How It Works: The Core Concept

The Naive Approach — and Why It Fails

The simplest thing you could do with a text dataset is dump it into a flat file, split it into fixed-length character chunks, and train a recurrent network to predict the next character. This actually works well enough to generate convincing Shakespeare. The problem is it learns nothing useful about structure.

For a prompt-to-code model the failure is more specific:

No prompt/code boundary awareness. If your training string is "print hello world\nprint('hello world')", the model has no idea where the instruction ends and the code begins. It will happily try to predict characters inside the prompt at inference time, wasting capacity.
Loss computed on the wrong tokens. If you compute next-token loss over the whole sequence, the model spends most of its gradient budget learning to reconstruct prompts — text it will always be given — instead of learning code completions.
Flat character streams have no positional meaning. Without positional encodings or structured sequence design, a tiny model on a small dataset quickly degenerates into character-frequency noise.
No decoding controls. Temperature=1.0 on a character-level model over a small vocabulary produces gibberish at any reasonable length.

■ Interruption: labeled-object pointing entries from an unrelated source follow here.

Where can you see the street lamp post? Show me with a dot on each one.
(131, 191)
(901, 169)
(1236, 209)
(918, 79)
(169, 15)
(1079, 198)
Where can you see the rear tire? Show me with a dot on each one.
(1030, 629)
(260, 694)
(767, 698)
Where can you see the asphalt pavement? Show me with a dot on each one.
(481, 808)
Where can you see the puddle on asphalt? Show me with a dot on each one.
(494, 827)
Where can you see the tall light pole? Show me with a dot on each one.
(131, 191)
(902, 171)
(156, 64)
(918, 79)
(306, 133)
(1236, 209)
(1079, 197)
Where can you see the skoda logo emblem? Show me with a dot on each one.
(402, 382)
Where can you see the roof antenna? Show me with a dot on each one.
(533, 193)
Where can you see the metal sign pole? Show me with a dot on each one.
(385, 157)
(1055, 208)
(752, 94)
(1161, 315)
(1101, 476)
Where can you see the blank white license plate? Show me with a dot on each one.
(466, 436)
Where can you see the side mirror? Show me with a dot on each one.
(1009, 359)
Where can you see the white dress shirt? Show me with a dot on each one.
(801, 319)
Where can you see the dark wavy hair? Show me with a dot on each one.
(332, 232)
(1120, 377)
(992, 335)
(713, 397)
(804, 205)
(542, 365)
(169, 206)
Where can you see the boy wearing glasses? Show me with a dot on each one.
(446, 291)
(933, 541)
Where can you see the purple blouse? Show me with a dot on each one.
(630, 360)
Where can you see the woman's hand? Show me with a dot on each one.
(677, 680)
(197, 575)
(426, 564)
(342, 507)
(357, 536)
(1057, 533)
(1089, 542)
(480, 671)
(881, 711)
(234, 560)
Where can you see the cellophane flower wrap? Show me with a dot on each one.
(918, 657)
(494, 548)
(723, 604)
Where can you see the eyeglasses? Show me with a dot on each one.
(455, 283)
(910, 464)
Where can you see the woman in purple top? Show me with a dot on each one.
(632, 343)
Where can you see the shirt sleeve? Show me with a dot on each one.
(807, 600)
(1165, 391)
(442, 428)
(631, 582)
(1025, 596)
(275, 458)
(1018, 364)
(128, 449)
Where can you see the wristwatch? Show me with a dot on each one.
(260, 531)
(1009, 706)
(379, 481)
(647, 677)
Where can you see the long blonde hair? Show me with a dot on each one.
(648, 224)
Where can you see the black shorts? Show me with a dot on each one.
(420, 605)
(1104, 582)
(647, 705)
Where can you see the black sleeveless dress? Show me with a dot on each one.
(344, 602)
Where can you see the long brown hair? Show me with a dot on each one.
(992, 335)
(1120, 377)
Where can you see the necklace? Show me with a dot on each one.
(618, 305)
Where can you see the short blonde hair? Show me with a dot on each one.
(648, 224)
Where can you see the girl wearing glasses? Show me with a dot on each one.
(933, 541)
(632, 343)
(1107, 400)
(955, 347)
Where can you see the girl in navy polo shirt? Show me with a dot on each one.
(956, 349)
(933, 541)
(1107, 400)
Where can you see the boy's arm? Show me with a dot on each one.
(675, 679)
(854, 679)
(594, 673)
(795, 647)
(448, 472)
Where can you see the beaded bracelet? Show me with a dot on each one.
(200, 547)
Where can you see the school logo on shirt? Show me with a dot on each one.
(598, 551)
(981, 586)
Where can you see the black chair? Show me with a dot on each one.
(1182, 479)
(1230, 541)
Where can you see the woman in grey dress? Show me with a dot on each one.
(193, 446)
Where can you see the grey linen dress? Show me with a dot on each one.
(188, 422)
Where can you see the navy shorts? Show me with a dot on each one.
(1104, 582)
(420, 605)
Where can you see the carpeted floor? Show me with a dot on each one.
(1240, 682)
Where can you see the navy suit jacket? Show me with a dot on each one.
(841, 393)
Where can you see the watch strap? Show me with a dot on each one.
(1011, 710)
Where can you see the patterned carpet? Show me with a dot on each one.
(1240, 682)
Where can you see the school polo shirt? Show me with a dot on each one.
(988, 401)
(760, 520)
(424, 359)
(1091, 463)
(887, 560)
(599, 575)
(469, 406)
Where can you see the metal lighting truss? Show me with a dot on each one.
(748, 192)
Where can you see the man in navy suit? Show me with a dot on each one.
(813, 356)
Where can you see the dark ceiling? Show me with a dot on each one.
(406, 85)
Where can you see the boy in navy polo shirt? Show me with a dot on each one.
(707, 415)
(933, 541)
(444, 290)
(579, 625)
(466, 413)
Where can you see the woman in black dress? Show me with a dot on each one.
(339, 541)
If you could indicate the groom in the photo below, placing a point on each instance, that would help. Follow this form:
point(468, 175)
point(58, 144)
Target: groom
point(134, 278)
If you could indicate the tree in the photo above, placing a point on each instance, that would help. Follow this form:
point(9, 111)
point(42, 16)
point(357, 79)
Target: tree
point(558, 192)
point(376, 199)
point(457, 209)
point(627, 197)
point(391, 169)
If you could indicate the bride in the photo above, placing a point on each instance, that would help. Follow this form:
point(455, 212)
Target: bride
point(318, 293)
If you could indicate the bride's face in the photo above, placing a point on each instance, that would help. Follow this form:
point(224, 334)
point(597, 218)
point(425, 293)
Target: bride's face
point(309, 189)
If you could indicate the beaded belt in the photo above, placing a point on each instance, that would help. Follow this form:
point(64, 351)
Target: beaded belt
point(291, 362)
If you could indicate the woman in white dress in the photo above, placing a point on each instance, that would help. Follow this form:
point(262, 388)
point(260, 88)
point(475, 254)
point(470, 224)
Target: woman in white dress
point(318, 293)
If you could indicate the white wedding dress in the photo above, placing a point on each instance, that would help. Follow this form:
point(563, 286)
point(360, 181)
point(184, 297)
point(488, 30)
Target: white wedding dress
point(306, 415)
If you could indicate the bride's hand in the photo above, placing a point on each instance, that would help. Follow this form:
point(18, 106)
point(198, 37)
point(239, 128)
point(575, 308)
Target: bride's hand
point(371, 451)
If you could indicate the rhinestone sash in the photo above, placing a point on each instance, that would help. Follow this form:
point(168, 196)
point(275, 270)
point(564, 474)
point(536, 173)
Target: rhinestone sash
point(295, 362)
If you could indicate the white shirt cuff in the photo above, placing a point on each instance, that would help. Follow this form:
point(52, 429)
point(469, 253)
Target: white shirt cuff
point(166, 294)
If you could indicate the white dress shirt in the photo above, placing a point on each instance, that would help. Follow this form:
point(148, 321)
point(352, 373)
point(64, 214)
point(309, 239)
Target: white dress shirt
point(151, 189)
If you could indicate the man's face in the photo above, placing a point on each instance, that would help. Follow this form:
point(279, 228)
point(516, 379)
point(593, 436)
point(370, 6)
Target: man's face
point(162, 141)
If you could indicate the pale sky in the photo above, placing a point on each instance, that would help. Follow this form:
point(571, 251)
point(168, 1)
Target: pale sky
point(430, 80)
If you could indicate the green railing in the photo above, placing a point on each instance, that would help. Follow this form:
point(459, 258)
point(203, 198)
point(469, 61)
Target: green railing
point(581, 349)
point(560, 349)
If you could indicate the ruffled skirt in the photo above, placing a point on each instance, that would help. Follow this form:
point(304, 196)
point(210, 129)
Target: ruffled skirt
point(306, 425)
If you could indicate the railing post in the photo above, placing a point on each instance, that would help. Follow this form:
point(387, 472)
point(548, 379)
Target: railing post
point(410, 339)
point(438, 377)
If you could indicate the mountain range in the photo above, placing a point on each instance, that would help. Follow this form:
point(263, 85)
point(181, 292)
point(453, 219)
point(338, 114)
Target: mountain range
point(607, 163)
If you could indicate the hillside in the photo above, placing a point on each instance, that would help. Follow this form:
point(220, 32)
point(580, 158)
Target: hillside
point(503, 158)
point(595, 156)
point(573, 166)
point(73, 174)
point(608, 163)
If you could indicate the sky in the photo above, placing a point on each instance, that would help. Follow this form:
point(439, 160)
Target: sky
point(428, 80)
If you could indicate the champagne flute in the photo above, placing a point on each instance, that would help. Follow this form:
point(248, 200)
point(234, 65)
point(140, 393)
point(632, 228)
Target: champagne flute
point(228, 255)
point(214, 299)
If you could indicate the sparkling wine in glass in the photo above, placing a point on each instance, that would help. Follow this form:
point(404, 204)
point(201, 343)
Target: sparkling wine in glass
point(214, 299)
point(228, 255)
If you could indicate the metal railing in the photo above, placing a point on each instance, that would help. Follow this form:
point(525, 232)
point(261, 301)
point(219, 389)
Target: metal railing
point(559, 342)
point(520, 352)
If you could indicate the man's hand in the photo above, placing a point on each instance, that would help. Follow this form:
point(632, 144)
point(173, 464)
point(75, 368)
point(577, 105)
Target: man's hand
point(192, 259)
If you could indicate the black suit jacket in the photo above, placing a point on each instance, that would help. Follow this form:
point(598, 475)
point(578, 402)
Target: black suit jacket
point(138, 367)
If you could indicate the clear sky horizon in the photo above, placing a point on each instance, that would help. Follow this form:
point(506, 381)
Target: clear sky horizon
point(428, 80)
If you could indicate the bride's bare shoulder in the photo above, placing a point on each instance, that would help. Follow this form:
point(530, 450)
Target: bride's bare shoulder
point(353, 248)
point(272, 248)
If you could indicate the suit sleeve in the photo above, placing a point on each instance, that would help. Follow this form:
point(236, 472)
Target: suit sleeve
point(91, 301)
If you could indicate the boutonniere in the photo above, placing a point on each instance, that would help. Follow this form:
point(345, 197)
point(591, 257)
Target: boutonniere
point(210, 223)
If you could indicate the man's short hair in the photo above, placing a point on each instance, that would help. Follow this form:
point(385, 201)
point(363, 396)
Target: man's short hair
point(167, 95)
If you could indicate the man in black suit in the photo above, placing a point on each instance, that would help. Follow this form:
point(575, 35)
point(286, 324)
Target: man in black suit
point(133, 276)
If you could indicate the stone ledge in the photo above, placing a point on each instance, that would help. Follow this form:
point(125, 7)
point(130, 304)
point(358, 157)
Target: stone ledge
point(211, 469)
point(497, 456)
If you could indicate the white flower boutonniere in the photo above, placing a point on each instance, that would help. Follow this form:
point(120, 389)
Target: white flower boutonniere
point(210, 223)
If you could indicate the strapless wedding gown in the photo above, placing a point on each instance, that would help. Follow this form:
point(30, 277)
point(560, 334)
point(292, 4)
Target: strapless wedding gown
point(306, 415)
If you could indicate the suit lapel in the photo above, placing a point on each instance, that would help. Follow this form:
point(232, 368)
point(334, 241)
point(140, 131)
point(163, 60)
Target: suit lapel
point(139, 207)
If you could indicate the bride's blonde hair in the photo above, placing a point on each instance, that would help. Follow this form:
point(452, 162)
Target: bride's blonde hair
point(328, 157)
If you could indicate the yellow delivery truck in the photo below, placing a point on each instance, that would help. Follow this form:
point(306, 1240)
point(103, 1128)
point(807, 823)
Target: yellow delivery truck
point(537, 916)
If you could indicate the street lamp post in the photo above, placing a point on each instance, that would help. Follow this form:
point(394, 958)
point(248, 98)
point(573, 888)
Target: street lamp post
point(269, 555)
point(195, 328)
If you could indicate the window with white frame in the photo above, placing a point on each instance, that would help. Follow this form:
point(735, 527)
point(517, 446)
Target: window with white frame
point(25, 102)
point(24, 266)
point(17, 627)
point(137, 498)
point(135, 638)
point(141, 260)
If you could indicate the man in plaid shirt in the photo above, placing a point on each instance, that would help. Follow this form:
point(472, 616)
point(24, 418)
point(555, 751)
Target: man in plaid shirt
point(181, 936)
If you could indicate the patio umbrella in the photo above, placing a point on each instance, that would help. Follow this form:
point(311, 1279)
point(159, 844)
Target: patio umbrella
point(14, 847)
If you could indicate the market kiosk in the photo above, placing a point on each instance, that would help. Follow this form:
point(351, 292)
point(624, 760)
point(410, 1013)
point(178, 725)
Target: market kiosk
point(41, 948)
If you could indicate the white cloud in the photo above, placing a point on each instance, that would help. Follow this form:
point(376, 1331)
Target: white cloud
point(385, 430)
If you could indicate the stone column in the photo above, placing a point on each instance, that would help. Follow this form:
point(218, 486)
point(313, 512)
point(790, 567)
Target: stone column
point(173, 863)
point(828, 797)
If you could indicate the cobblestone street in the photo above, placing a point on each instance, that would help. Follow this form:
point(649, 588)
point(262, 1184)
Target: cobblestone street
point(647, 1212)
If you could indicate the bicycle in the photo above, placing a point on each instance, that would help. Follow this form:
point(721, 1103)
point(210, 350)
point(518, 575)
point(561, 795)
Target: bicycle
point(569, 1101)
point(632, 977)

How the Transformer Decoder Fixes This

A decoder-only transformer (the GPT architecture) solves each of these problems:

Special control tokens (<PROMPT>, <CODE>, <EOS>, <PAD>) make boundaries machine-readable. The model learns that tokens after <CODE> are what it must generate.
Masked loss with ignore_index zeroes out the gradients for all prompt tokens, so the model optimises only on code completion.
Causal self-attention lets every token attend to all previous tokens in the sequence, building rich contextual representations without peeking at future tokens.
Temperature, top-p, and repetition penalty give you principled controls over sampling behaviour at inference time.

Pipeline at a Glance

╔══════════════════════════════════════════════════════════════════╗
║                    TRAINING PIPELINE                             ║
╠═══════════════╦══════════════════╦═══════════════════════════════╣
║  JSONL File   ║   Tokenizer      ║   TinyGPT Trainer             ║
║  ──────────   ║   ─────────────  ║   ──────────────────────      ║
║  {prompt, →   ║  build_vocab() → ║  mask prompt labels      →    ║
║   code}       ║  encode(seq)     ║  CrossEntropyLoss(ignore) →   ║
║               ║  save vocab      ║  AdamW optimiser         →    ║
║               ║                  ║  checkpoint.pt                ║
╚═══════════════╩══════════════════╩═══════════════════════════════╝

╔══════════════════════════════════════════════════════════════════╗
║                    INFERENCE PIPELINE                            ║
╠══════════════════╦══════════════════╦════════════════════════════╣
║  FastAPI Request ║  Loaded Model    ║  Response                  ║
║  ──────────────  ║  ──────────────  ║  ──────────────────────    ║
║  POST /generate  ║  load checkpoint ║  decode token ids     →    ║
║  {"prompt": …} → ║  tokenize prompt ║  strip control tokens →    ║
║                  ║  .generate()   → ║  {"code": "…"}             ║
╚══════════════════╩══════════════════╩════════════════════════════╝

The analogy: Think of the training pipeline as teaching a student using a highlighted textbook. You cover the question with a sticky note so they only score marks on the answer portion (masked loss). At exam time, you hand them the question and let them write. The sticky note is ignore_index.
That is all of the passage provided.